Gonçalo Abreu

Personal information
- Full name: Gonçalo Nuno da Silva Abreu
- Date of birth: 25 June 1986 (age 39)
- Place of birth: Funchal, Portugal
- Height: 1.90 m (6 ft 3 in)
- Position: Forward

Youth career
- 1995–1998: Juventude Atlântico
- 1998–2001: Marítimo
- 2001–2002: CD Barreirense
- 2002–2005: Marítimo

Senior career*
- Years: Team / Apps / (Gls)
- 2005–2013: Marítimo B / 119 / (20)
- 2005–2012: Marítimo / 9 / (0)
- 2009–2010: → Varzim (loan) / 20 / (5)
- 2010–2011: → Feirense (loan) / 23 / (4)
- 2012: → Atlético (loan) / 7 / (0)
- 2013–2014: Ermis / 0 / (0)
- 2014: Camacha / 12 / (1)
- 2014–2015: Feirense / 37 / (5)
- 2015–2017: Penafiel / 74 / (13)
- 2017–2018: União Madeira / 15 / (2)
- 2018: Gil Vicente / 4 / (0)
- 2018–2019: Mafra / 8 / (0)
- Total:  / 328 / (50)

= Gonçalo Abreu =

Portuguese footballer (born 1986)

Gonçalo Nuno da Silva Abreu (born 25 June 1986) is a Portuguese former professional footballer who played as a forward.

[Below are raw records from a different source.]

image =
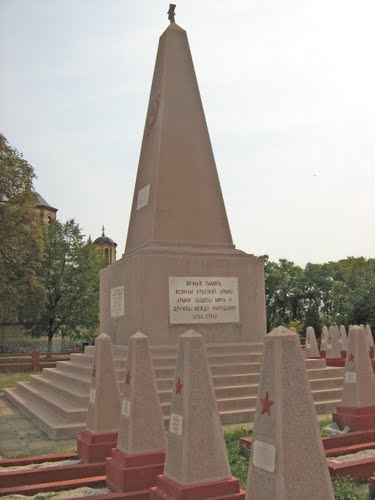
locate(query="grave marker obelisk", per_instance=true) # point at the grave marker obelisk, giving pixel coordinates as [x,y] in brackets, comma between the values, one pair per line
[180,268]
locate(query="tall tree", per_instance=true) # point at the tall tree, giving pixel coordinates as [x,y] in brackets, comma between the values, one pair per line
[21,236]
[70,275]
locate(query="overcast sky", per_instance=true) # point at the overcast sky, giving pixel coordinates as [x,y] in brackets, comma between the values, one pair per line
[288,91]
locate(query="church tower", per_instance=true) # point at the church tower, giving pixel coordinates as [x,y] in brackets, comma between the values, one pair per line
[107,246]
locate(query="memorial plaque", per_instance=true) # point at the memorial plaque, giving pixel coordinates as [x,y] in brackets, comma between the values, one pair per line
[203,300]
[125,409]
[264,456]
[351,377]
[92,396]
[117,301]
[143,194]
[175,424]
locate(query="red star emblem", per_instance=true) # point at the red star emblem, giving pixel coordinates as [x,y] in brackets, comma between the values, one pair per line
[266,404]
[178,385]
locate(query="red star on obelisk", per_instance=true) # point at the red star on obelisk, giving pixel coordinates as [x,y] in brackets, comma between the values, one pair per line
[178,385]
[266,404]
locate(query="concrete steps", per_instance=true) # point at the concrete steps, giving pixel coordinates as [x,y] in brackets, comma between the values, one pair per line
[57,399]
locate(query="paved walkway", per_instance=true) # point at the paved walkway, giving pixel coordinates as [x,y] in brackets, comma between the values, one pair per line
[20,437]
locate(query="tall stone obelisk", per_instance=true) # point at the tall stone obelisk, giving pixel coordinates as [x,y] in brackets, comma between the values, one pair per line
[180,268]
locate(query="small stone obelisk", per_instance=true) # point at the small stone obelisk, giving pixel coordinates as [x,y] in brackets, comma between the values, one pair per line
[311,345]
[140,453]
[281,466]
[357,408]
[333,352]
[343,340]
[323,341]
[196,463]
[369,337]
[100,435]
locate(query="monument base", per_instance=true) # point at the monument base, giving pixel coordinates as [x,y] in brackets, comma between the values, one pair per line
[358,419]
[133,472]
[166,488]
[95,446]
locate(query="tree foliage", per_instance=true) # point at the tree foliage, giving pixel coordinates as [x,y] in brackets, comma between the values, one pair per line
[340,292]
[70,276]
[21,239]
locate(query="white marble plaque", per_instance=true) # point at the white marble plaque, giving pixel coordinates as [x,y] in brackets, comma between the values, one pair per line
[117,301]
[125,409]
[92,395]
[264,456]
[351,377]
[143,194]
[203,300]
[175,424]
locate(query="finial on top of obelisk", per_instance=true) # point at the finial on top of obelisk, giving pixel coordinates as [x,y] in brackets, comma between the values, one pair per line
[171,12]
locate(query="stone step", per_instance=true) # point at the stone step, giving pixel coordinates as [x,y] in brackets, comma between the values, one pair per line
[236,391]
[215,359]
[230,348]
[44,420]
[233,380]
[79,370]
[66,379]
[42,384]
[53,404]
[314,364]
[326,383]
[234,404]
[81,359]
[327,395]
[325,373]
[235,369]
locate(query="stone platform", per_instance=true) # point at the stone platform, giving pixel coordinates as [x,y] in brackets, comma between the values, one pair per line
[57,400]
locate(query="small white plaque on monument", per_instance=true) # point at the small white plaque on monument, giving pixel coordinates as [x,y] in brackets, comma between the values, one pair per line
[125,409]
[175,424]
[143,194]
[117,301]
[351,377]
[203,300]
[92,395]
[264,456]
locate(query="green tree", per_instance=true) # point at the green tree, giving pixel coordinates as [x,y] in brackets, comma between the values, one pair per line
[21,236]
[70,275]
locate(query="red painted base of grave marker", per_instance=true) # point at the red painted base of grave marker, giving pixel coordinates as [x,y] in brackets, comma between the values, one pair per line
[95,447]
[358,419]
[133,472]
[228,490]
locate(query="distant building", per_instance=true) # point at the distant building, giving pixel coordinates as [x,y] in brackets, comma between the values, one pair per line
[107,246]
[47,213]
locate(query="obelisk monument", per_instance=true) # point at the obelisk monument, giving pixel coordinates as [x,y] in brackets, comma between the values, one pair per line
[180,268]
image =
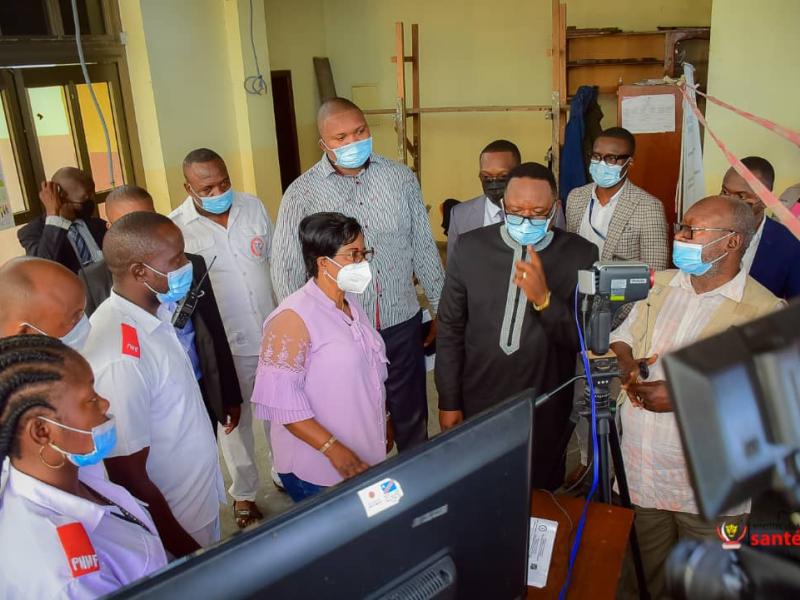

Formed at Marítimo where he made nine Primeira Liga appearances, he spent most of his career in LigaPro, playing 206 games and scoring 31 goals in service of eight clubs.

==Club career==
Born in Funchal on the island of Madeira, Abreu came through the ranks of hometown club C.S. Marítimo, playing mainly in their reserves in the third division while also making a handful of appearances for the first team in the Primeira Liga. He scored once in the group stage of the UEFA Europa League on 6 December 2012, heading the opening goal of a 2–1 home win against Club Brugge KV.

Abreu was loaned for a year each to second-tier Varzim S.C. in June 2009, and C.D. Feirense a year later, playing regularly and winning promotion as runners-up with the latter. In January 2012, he moved to Atlético Clube de Portugal of the same league on the same basis.

In July 2013, Abreu left Marítimo and signed with Ermis Aradippou FC, newly promoted to the Cypriot First Division. Unused, he returned home with A.D. Camacha of division three in January, then rejoined Feirense in June 2014.

Abreu remained in the second division the following years, with F.C. Penafiel, C.F. União, Gil Vicente F.C. and C.D. Mafra.